ViT-Base consistently surpasses CNN backbones in both accuracy and F1 across datasets. The distilled MobileNetV2 student, using the full AgriKD objective, matches or exceeds teacher performance on Tomato (+1.25% F1) and Burmese Grape (+1.30% F1), and closely approaches the teacher on Potato (-1.03% F1) while offering a 172 $\times$ compression in parameter count and $>$ 19 $\times$ inference acceleration.

Ablations confirm:

Logit-based KD: Principal single-component gain, especially as class granularity increases.
Relation-based KD: Critical for transferring high-level confusion structure absent in simple logit matching.
Projection losses: Necessary to align heterogeneous internal representations, but their contribution is auxiliary to prediction-level supervision.

Visual Interpretability

Grad-CAM analyses show the distilled student achieves more coherent, spatially localized activations than both baseline MobileNetV2 and ViT teachers, indicating effective transfer of both global and spatial disease cues.

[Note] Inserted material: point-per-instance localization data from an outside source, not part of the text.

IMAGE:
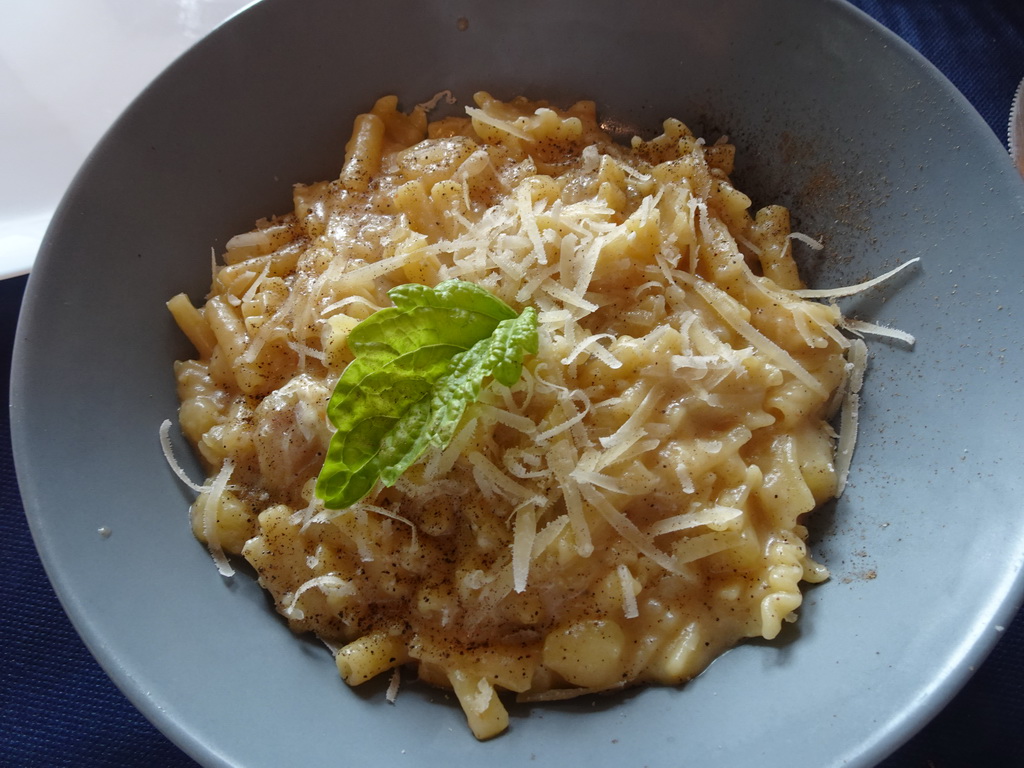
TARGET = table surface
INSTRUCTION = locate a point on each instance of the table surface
(57, 708)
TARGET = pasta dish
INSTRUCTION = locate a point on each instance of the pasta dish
(623, 507)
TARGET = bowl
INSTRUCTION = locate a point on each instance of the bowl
(872, 151)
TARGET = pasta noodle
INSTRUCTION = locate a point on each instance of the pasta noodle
(629, 509)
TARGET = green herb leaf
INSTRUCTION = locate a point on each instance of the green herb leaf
(418, 366)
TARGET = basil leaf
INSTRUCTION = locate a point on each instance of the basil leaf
(418, 366)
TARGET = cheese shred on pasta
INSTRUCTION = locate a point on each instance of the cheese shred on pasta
(629, 509)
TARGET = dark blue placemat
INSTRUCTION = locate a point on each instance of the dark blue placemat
(57, 708)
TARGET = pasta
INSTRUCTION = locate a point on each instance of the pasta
(624, 513)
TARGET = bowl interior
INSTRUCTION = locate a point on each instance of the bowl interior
(873, 152)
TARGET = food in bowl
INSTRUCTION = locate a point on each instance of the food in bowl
(615, 500)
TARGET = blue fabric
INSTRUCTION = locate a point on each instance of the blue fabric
(57, 708)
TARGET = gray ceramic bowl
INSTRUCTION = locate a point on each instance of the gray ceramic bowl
(833, 116)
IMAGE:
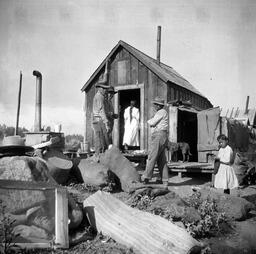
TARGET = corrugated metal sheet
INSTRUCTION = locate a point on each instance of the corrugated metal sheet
(163, 71)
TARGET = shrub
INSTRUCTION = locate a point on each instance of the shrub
(211, 219)
(7, 236)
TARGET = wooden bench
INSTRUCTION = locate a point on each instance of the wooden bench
(191, 167)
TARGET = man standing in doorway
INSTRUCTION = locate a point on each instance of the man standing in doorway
(131, 125)
(100, 121)
(110, 112)
(159, 126)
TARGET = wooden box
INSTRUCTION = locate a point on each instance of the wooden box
(38, 211)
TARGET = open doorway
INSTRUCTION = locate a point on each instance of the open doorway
(125, 96)
(187, 131)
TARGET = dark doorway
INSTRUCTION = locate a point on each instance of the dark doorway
(187, 131)
(125, 96)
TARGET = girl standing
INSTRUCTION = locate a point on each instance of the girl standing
(225, 178)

Deployment and Cross-Format Validation

The distilled model is validated on ONNX, TFLite FP16, and TensorRT FP16 formats. Accuracy and F1 are stable across conversions (Δ $<$ 0.2% absolute), while latency drops below 2.2 ms on NVIDIA Jetson Orin Nano and model size falls under 1MB (TFLite), ensuring true real-time viability in edge settings.

Comparative Analysis

On the Potato dataset, AgriKD outperforms previous hybrid and CNN baselines in accuracy and matches or slightly trails larger, less efficient models in F1-score. The superior accuracy-efficiency trade-off is maintained vis-à-vis both recent CNN-Transformer hybrids and feature-engineered shallow classifiers.

Implications and Future Developments

AgriKD advances practical, edge-deployable AI for agriculture by unifying global transformer representations with highly efficient CNN inference. The systematic use of multi-level distillation, especially the architectural alignment modules, suggests a generalizable framework across other cross-architecture KD settings, not only for agriculture but for broader vision tasks constrained by compute/resource limitations.

Practical implications include:

Real-world agricultural deployment: Consistent on-device inference at sub-10 ms latency with minimal resource footprint.
Generalizable methodology: The cross-architecture distillation protocol can be adapted for other visual application domains requiring deployment efficiency.
Framework extensibility: Future extensions could incorporate ViT [CLS] tokens, richer spatial token alignment strategies, or alternative student backbones.

Theoretically, the results suggest that student CNNs can internalize global contextual reasoning characteristic of transformers if appropriately guided via multi-level distillation, challenging the dichotomy between convolutional locality and transformer globality. It also invites further exploration of distillation objectives that optimally preserve both fine-grained and holistic visual information.

Conclusion

AgriKD demonstrates that multi-component, cross-architecture knowledge distillation is highly effective for compressing ViT-grade performance into edge-efficient CNNs for fine-grained plant disease recognition. The distilled models offer strong accuracy--efficiency characteristics, robust interpretability, and seamless multi-platform deployment, narrowing the gap between state-of-the-art visual reasoning and practical, field-ready AI solutions. Future work will evaluate the transferability of this paradigm to other tasks, architectures, and real-world agricultural conditions, and further refine representation alignment at both the global and local levels.